I’ve had a quick look through the submissions that have been made available so far online and only found two feral ones. The vast majority of the publicly available submissions were calling for a new approach to drug policy and law. Many of them out-rightly admitted that they are people who use drugs and they don’t believe they should be subject to criminal penalties for that choice. Many spoke of the benefits they personally experience with their chosen substance.

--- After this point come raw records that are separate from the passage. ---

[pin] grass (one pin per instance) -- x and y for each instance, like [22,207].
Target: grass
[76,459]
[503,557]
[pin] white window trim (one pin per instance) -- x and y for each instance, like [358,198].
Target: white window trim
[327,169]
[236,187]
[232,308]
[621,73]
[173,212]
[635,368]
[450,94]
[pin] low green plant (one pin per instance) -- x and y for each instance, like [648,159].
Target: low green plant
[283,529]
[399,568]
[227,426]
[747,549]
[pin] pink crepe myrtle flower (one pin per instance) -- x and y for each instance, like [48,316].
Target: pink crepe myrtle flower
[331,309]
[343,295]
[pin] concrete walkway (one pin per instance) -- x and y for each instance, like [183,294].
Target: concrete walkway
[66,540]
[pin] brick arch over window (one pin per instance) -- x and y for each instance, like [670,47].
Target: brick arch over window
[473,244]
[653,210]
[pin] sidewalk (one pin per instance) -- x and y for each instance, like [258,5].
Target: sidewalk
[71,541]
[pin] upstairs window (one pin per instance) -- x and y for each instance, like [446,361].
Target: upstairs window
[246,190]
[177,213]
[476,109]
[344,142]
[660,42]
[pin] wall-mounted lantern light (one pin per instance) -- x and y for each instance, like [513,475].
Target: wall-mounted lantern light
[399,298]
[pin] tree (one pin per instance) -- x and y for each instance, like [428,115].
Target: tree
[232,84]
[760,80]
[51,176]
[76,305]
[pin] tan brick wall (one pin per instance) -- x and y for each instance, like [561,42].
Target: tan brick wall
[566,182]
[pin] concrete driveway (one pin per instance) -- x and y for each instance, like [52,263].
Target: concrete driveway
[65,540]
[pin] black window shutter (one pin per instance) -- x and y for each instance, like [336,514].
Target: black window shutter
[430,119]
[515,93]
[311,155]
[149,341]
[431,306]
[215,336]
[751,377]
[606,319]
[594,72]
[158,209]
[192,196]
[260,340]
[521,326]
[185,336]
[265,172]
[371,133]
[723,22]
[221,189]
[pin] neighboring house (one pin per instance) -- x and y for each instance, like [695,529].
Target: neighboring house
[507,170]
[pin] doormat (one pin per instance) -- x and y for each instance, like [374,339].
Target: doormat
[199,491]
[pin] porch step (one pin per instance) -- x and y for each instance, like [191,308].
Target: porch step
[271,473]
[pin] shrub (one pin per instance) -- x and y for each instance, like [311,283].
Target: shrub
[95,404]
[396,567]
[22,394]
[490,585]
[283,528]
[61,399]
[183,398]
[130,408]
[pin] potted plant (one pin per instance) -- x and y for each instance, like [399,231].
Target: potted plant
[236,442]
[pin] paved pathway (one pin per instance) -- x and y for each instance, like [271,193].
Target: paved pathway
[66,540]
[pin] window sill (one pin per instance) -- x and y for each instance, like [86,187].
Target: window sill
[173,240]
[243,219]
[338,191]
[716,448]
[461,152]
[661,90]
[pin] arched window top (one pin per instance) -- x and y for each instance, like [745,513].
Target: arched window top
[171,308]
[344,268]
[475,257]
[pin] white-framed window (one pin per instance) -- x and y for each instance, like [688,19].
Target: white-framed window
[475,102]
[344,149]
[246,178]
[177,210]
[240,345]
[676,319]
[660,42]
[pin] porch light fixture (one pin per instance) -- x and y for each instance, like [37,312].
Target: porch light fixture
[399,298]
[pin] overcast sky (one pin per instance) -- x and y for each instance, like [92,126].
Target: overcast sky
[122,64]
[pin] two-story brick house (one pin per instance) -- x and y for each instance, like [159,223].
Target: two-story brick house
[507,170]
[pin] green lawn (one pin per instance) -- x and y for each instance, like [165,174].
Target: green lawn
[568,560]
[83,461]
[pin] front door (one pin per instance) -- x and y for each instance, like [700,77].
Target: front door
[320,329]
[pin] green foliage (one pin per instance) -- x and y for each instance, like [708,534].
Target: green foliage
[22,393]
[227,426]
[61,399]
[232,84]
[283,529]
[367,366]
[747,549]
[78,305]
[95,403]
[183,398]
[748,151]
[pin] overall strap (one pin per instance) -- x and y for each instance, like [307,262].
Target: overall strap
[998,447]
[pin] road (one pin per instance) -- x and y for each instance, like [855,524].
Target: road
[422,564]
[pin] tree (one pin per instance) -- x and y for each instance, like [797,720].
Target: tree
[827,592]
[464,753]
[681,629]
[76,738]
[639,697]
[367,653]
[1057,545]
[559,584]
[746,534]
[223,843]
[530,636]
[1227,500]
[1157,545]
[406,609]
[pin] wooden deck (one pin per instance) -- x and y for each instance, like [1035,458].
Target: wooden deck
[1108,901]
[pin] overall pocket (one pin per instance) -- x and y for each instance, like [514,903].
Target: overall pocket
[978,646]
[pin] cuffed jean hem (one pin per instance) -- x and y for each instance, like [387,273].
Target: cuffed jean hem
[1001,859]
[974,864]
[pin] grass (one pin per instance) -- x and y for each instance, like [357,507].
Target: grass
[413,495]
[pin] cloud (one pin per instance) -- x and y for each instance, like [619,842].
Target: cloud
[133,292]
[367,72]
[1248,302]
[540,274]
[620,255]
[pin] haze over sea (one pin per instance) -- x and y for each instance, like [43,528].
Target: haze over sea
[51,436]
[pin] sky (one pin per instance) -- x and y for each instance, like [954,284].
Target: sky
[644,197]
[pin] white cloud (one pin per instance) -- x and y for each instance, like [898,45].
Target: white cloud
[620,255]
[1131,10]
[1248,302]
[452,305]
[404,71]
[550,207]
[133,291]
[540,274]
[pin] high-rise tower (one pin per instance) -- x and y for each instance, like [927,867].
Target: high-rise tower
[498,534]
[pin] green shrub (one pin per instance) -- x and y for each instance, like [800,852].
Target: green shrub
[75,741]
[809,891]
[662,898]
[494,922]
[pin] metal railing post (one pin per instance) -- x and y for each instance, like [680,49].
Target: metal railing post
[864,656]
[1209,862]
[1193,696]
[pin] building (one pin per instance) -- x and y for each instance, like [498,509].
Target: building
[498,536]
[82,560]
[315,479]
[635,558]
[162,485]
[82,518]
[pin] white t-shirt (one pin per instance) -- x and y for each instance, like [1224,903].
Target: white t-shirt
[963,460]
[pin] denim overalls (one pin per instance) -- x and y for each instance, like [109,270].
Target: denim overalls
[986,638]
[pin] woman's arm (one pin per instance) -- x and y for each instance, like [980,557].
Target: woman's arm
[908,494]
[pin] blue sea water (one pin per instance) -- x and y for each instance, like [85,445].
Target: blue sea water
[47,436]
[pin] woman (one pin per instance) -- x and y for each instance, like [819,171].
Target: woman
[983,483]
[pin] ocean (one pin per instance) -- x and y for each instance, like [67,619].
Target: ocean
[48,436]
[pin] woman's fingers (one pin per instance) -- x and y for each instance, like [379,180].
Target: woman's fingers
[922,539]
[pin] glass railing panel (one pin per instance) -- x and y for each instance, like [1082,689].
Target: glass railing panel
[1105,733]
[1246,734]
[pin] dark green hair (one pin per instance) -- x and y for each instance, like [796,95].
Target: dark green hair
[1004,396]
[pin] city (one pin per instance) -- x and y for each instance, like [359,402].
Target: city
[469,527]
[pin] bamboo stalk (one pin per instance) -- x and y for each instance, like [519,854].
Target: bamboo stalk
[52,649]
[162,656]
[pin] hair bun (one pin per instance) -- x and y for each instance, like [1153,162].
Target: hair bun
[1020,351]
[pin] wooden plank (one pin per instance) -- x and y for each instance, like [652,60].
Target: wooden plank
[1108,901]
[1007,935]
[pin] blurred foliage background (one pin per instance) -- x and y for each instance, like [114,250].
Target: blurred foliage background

The Victorian Government has been aware that this inquiry has been taking place for some time. The entire point of this process is to actually look at the laws and policies that are currently in place to see if they are effective. This is exactly the sort of legislation that this inquiry is looking to address. It is taking an approach that has already been taken in a number of jurisdictions and that many have condemned as being unsuccessful and potentially making the situation worse.

This is the state of drug policy and law-making in this country.

It is reactive.

It is emotional.

It ALWAYS tries to arrest its way out of the problem, even if key people sometimes say that it isn’t.

It is defined by propaganda and misinformation, rather than rational debate, community discussion and expert advice.

It doesn’t care whose lives it ruins in its quest to save people from themselves.

And it will totally all work, if all those druggies would just stop being addicts, deviants and the dregs of society, and be more like the good, totally-always-moral and health focused law-abiding citizens that never ever take drugs.